Users acknowledge that Ms Lu has deleted her original pictures, but as one user, whose comment has been shared more than 400,000 times, says: “Deleting the pictures is useless; the entire Chinese nation has seen them.” They wanted the Palace Museum to explain.

Many users have speculated that the woman is from a wealthy background, given that previous posts on her account show her on a luxury yacht.

Her Weibo account says that she is flight attendant at Air China, but the airline has responded to media questions saying that she “left the company a number of years ago”.

Influential local paper Beijing News says that a woman claiming to be her friend, says she was invited by the Palace Museum to attend an event.

Ms Lu herself has not commented publicly.
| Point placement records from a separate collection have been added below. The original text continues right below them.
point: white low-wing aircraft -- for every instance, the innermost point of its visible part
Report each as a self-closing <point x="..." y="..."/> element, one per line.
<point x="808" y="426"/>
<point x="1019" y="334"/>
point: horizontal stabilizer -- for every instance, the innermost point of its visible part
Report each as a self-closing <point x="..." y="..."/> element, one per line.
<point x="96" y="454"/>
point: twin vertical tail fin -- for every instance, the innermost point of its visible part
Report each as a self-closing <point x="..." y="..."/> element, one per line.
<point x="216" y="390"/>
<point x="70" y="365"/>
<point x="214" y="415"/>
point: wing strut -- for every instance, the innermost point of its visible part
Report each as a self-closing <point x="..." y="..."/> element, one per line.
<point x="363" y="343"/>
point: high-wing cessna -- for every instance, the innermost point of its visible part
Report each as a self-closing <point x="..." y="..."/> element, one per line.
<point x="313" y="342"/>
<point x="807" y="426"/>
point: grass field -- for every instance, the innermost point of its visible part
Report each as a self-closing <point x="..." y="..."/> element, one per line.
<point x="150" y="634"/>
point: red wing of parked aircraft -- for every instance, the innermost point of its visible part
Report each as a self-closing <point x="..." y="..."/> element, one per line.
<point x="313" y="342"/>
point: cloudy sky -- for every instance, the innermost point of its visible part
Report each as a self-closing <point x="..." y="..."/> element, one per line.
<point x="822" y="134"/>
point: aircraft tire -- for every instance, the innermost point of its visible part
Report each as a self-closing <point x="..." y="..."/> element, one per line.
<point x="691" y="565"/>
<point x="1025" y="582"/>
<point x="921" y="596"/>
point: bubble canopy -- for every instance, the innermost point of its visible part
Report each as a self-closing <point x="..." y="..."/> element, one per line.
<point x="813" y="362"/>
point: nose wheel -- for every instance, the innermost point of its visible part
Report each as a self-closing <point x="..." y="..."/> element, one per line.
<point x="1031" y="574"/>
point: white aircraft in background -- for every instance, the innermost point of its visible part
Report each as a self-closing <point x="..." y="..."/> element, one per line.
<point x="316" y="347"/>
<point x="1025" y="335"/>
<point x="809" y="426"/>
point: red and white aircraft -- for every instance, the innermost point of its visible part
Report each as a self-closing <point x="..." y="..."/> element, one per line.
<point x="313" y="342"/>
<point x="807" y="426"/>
Why is this controversial?

The Forbidden City is a huge complex of significant cultural and historical importance. Made up of courtyards, palaces and gardens, it is home to imperial collections of Ming and Qing dynasty art and artefacts.

Image copyright Getty Images
Image caption It is common to see soldiers around the entrance to the Forbidden City

Its main entrance is famous for a portrait of Mao Zedong, the founder of the Chinese Communist Party, and next to the government building, the Great Hall of the People, and the symbolic Tiananmen Square.

China has strict laws on the protection of cultural relics, and has previously blacklisted people for vandalising important sites.

This is not the first time the Forbidden City has come under fire for controversial pictures at the site.

In June 2015, images circulated of a naked photoshoot outside the Palace Museum.

The official China Daily said at the time that the model could face a number of days in detention, but similarly raised questions about “ethical and moral” behaviour at a “historical site”.